Der Sternenstaubdieb ist ein fantastischer Mix aus Magie und Abenteuer in einem orientalischen Universum. Das Buch wird wechselseitig aus den Perspektiven der Hauptfiguren Loulie al-Nazari, einer Händlerin magischer Artefakte und ihrem ständigen Begleiter dem Dschinn Qadir, Prinz Mazen, dem zweiten Sohn des Sultans und Aisha, dem Mitglied einer Räuberbande erzählt. Gemeinsam begeben sie sich auf die Suche nach einem uralten Dschinn-Artefakt, welches auf Geheiß des Sultans beschafft werden muss. Doch ein nebulöser Dschinnmörder, der sogenannte Sternenstaubdieb, will hier auch ein Wörtchen mitreden. Es entspinnt sich nun eine Jagd durch eine Welt wie von 1001 Nacht, die allen Beteiligten so einiges abverlangen wird.
Die Handlung beginnt fesselnd und bekommt durch die Informationen über die Dschinns auch die nötige Tiefe und das Verständnis für diese Geschichte. Die eigentlich Tot bringende Wüstenlandschaft erweckt die Autorin durch ihre bildgewaltigen Beschreibungen zum Leben und lässt ihre Figuren darin zahlreiche Gefahren und Abenteuer bestehen.

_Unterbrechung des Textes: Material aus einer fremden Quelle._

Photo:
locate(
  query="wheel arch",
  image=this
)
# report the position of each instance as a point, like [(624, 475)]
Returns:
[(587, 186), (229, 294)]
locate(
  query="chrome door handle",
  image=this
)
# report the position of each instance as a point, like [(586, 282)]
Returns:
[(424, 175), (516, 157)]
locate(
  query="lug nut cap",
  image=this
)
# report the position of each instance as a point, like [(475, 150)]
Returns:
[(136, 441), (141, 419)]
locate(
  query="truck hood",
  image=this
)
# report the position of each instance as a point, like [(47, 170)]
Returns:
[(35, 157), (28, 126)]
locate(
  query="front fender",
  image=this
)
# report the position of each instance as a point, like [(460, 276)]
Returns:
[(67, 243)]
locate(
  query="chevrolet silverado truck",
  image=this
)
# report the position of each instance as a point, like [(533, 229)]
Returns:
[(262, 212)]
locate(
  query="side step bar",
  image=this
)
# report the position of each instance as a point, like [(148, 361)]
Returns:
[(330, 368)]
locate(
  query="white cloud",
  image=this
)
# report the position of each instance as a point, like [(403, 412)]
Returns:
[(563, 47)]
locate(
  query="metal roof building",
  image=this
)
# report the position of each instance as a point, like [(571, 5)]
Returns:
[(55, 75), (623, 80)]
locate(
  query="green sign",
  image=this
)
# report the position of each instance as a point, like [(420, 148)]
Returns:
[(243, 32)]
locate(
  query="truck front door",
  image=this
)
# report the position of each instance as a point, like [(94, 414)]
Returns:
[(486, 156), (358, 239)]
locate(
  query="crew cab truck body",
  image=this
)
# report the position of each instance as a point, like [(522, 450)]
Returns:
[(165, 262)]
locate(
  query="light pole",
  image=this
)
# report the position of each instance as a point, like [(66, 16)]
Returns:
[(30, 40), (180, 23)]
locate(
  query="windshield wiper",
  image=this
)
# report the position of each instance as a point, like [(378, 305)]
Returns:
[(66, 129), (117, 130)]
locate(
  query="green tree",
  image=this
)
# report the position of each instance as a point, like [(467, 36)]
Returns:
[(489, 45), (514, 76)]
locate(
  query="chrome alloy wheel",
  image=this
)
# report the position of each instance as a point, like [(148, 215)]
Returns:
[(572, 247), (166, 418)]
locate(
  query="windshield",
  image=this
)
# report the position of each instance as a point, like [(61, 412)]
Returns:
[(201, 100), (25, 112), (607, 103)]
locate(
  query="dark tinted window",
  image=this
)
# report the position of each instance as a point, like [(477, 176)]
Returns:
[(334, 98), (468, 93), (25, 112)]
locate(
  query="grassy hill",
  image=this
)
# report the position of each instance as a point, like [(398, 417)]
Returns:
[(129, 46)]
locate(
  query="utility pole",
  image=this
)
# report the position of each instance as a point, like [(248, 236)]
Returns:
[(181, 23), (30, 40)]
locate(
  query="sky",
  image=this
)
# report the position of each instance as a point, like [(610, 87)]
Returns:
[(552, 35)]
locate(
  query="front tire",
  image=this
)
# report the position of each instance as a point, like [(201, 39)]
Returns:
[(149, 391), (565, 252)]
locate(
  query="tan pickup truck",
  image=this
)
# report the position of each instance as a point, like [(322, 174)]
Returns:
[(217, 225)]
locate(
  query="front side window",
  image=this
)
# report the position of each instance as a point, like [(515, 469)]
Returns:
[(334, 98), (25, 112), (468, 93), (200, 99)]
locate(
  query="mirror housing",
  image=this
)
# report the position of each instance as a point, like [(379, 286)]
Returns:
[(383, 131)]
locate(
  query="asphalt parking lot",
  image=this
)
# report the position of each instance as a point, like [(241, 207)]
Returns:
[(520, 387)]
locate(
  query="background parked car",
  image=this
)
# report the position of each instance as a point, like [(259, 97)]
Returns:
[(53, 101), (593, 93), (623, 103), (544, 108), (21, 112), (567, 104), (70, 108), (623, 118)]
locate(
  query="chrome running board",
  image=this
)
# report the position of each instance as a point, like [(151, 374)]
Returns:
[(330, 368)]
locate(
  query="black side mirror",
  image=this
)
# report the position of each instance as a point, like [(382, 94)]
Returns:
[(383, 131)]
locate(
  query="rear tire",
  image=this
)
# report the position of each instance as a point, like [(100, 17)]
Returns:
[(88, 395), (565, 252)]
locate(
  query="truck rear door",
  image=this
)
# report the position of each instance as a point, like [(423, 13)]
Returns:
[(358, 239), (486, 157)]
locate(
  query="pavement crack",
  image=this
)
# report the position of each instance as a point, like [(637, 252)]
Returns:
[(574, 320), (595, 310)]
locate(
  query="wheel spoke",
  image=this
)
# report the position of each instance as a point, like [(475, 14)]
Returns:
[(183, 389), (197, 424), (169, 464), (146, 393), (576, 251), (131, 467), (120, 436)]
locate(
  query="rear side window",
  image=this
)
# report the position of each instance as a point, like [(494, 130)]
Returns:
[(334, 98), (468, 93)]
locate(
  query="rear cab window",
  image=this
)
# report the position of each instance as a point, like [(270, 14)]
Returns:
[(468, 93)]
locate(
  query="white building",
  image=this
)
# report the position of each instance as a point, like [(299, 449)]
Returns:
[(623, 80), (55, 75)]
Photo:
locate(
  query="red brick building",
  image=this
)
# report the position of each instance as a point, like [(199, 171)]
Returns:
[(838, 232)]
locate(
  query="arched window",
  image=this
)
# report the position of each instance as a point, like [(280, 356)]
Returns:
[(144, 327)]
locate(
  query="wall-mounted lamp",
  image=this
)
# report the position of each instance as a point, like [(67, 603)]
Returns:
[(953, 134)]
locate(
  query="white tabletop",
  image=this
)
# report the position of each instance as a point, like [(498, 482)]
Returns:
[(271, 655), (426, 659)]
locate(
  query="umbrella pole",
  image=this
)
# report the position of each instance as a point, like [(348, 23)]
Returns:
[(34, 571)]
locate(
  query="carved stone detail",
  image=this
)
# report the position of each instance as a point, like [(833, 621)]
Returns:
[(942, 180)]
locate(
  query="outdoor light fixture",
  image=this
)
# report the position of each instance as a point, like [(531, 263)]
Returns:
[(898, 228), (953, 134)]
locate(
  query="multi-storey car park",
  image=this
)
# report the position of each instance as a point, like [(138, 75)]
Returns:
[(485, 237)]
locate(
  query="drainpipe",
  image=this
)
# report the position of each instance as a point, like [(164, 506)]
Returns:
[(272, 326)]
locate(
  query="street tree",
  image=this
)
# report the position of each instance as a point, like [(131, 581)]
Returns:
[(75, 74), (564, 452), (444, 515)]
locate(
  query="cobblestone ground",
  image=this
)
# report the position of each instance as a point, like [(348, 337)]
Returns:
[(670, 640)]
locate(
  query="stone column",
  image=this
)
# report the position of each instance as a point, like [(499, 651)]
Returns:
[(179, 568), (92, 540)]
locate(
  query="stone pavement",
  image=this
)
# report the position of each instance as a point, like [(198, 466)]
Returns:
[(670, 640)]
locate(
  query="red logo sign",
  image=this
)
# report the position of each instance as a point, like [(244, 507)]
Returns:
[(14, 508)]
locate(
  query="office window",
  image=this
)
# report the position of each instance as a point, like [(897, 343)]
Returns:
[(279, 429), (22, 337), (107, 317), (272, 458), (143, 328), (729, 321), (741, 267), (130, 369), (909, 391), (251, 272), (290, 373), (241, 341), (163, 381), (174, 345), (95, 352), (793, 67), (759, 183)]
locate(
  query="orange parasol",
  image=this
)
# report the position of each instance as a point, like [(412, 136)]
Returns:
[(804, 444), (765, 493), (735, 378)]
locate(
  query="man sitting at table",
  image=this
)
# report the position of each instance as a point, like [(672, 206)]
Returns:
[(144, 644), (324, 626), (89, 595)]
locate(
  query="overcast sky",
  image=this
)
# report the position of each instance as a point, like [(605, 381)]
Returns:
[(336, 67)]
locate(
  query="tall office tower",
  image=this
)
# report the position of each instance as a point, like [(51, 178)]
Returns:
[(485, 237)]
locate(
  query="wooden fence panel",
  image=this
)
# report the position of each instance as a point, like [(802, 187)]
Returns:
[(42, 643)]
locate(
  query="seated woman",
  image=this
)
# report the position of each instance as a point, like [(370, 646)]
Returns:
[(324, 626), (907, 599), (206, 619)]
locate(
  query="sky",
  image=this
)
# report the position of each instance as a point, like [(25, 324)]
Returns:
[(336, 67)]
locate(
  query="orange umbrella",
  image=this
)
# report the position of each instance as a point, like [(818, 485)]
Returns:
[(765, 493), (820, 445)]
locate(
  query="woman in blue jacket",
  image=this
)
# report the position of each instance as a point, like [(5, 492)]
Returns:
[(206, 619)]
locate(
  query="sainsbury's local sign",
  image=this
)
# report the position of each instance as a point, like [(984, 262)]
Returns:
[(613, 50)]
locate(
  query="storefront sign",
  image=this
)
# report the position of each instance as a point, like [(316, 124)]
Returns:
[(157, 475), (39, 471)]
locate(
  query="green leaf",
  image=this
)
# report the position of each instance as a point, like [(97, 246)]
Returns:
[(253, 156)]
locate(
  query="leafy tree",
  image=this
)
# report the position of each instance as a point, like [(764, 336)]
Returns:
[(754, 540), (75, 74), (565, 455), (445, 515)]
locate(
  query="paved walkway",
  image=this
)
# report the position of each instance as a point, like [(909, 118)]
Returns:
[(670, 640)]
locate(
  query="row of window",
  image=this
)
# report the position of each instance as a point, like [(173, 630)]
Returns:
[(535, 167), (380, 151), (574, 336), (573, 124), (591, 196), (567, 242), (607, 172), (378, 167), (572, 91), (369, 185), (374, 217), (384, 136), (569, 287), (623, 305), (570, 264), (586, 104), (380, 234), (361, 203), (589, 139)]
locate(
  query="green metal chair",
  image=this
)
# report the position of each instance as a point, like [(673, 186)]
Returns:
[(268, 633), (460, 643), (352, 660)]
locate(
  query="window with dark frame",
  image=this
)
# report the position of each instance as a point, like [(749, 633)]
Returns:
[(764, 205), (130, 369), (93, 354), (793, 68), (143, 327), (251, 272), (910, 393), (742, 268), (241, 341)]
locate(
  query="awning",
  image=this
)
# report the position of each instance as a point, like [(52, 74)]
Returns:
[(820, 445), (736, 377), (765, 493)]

Allerdings fällt der Spannungsbogen im Mittelteil leider ab, und bekommt erst zum Ende hin noch einmal die Kurve.

Fazit: Der Sternenstaubdieb ist ein Trilogiestart, der Lust auf mehr macht, was auch durch das offene Ende noch befeuert wird. Wer sich gern in gefährliche, magische Welten versetzen lassen möchte, dem kann ich eine Reise ins Land der Dschinns hier empfehlen.